New Delhi: Icelandic companies are eager to partner with Indian firms in fisheries, clean energy, and innovation. This interest comes after the recent free trade agreement between India and the European Free Trade Association (EFTA), which includes Iceland.
The Trade and Economic Partnership Agreement (TEPA) started on October 1, 2025, and aims to boost investment in India. It promises up to USD 100 billion in foreign direct investment over 15 years, potentially creating around one million jobs.
India’s Ambassador to Iceland, R Ravindra, highlighted recent developments, including a USD 30 million investment from an Icelandic firm in a fishery project in Maharashtra. This investment alone could create between 800 and 1,000 jobs in Aurangabad. Ravindra also noted significant opportunities for Indian exporters in Iceland, particularly in textiles, coffee, and pharmaceuticals.
“Collaboration is possible in biotechnology, clean energy, fisheries, and geothermal innovation. Icelandic companies see the Indian market as a great place to scale up,” he said. An Indian industry delegation plans to visit Iceland in May to explore these business opportunities.

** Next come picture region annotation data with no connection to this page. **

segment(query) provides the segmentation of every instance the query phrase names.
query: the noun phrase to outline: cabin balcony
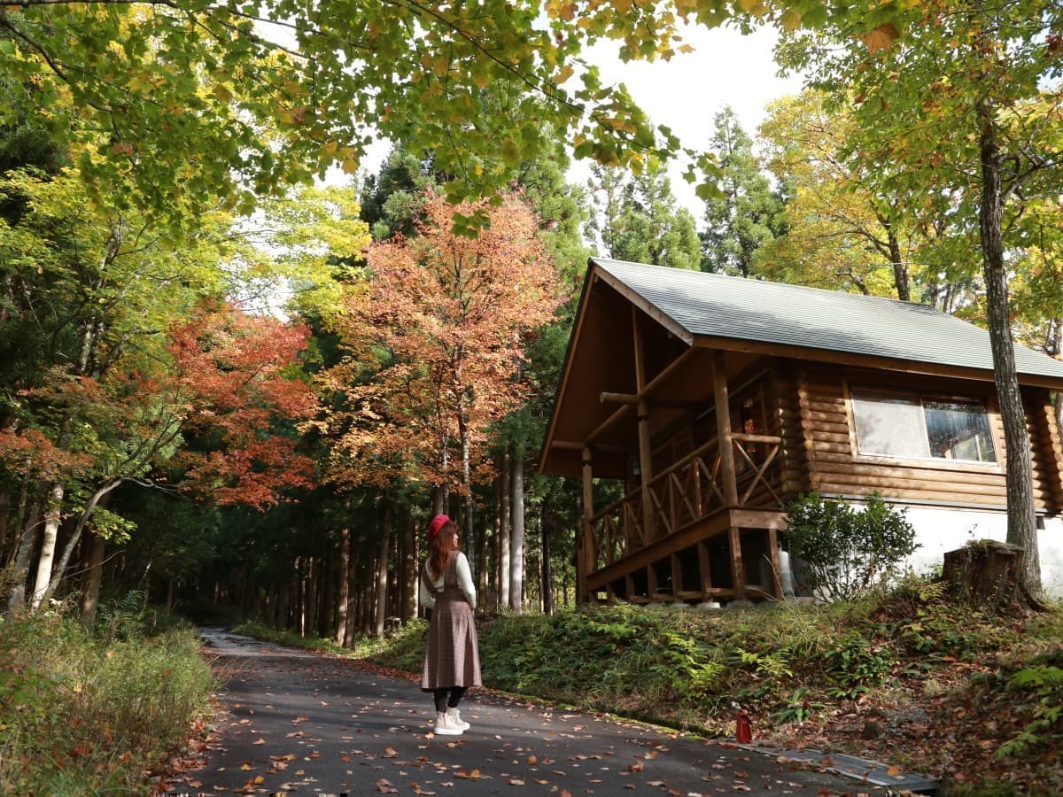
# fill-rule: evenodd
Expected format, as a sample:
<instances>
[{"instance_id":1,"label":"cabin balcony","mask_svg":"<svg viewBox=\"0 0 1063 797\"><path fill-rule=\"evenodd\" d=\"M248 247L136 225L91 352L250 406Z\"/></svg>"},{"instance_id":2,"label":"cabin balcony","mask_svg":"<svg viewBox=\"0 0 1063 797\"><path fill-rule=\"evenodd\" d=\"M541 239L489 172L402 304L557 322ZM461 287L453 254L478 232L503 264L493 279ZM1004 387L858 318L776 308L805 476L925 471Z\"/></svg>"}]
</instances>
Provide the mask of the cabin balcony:
<instances>
[{"instance_id":1,"label":"cabin balcony","mask_svg":"<svg viewBox=\"0 0 1063 797\"><path fill-rule=\"evenodd\" d=\"M592 596L632 603L781 596L782 439L729 437L730 488L712 440L589 519Z\"/></svg>"}]
</instances>

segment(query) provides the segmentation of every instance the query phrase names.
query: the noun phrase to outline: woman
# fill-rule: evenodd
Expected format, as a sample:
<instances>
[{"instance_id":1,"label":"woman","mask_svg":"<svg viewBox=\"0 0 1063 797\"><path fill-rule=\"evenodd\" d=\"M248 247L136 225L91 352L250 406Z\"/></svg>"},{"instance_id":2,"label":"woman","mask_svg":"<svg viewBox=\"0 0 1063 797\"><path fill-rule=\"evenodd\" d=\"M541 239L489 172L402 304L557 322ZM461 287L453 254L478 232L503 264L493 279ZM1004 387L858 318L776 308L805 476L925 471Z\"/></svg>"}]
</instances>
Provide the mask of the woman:
<instances>
[{"instance_id":1,"label":"woman","mask_svg":"<svg viewBox=\"0 0 1063 797\"><path fill-rule=\"evenodd\" d=\"M421 605L432 609L421 689L436 697L436 733L460 735L469 728L458 703L479 686L479 650L472 610L476 588L469 560L458 550L458 527L445 514L428 524L428 558L421 570Z\"/></svg>"}]
</instances>

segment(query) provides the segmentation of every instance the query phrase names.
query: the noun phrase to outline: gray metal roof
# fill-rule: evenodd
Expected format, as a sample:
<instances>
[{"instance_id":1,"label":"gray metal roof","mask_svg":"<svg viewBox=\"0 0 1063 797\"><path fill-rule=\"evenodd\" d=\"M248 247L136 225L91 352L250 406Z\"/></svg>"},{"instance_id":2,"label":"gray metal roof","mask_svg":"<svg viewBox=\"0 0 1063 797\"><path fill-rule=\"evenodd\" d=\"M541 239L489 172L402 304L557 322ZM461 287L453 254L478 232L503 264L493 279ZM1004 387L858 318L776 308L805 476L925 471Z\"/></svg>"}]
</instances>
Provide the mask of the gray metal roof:
<instances>
[{"instance_id":1,"label":"gray metal roof","mask_svg":"<svg viewBox=\"0 0 1063 797\"><path fill-rule=\"evenodd\" d=\"M593 257L691 336L993 370L985 329L925 305ZM1019 374L1063 379L1063 362L1015 346Z\"/></svg>"}]
</instances>

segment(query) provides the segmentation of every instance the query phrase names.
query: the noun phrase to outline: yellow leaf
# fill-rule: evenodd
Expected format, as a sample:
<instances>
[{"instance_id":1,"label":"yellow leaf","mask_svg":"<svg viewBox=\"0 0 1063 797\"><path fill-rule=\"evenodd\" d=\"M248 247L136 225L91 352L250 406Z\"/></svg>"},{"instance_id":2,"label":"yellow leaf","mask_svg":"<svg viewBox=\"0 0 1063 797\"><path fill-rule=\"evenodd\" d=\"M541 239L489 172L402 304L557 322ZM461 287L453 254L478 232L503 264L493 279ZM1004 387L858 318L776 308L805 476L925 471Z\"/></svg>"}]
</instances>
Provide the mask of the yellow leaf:
<instances>
[{"instance_id":1,"label":"yellow leaf","mask_svg":"<svg viewBox=\"0 0 1063 797\"><path fill-rule=\"evenodd\" d=\"M796 31L800 28L800 12L794 11L793 9L787 9L782 12L782 18L779 21L788 31Z\"/></svg>"},{"instance_id":2,"label":"yellow leaf","mask_svg":"<svg viewBox=\"0 0 1063 797\"><path fill-rule=\"evenodd\" d=\"M871 33L860 34L860 38L867 46L867 52L878 52L885 50L900 37L893 22L884 22Z\"/></svg>"}]
</instances>

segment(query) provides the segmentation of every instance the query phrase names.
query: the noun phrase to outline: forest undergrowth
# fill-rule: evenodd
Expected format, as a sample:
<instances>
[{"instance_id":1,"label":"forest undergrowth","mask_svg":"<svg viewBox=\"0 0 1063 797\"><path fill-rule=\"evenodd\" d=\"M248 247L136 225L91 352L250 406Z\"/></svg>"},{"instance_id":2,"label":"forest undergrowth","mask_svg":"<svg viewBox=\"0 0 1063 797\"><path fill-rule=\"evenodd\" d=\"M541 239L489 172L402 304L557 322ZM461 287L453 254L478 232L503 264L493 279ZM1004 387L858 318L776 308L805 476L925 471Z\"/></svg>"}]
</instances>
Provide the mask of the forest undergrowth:
<instances>
[{"instance_id":1,"label":"forest undergrowth","mask_svg":"<svg viewBox=\"0 0 1063 797\"><path fill-rule=\"evenodd\" d=\"M0 620L0 794L148 794L217 686L196 630L131 593ZM202 733L200 734L202 735Z\"/></svg>"},{"instance_id":2,"label":"forest undergrowth","mask_svg":"<svg viewBox=\"0 0 1063 797\"><path fill-rule=\"evenodd\" d=\"M415 621L364 654L417 671ZM754 742L846 752L940 794L1063 794L1063 606L996 615L911 581L856 603L628 605L478 622L488 686Z\"/></svg>"}]
</instances>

The TEPA is reshaping trade between the two nations. India’s exports to Iceland reached USD 66 million in 2024-25, while imports were only USD 11 million. With the TEPA in place, Indian agricultural exporters can now access the Icelandic market duty-free. Before the agreement, many products faced hefty tariffs ranging from 10% to 220%.
For example, Iceland’s rice imports from India are just USD 0.6 million, while the overall market totals USD 29.1 million. Major suppliers like Germany and Thailand could see competition from India in rice exports as tariffs have been lifted.
Frozen seafood and ornamental fish are other promising categories. Iceland imports about USD 73.2 million in these products but has only sourced USD 1 million from India. Key competitors include the UK and Denmark, meaning there’s substantial room for growth for Indian exporters.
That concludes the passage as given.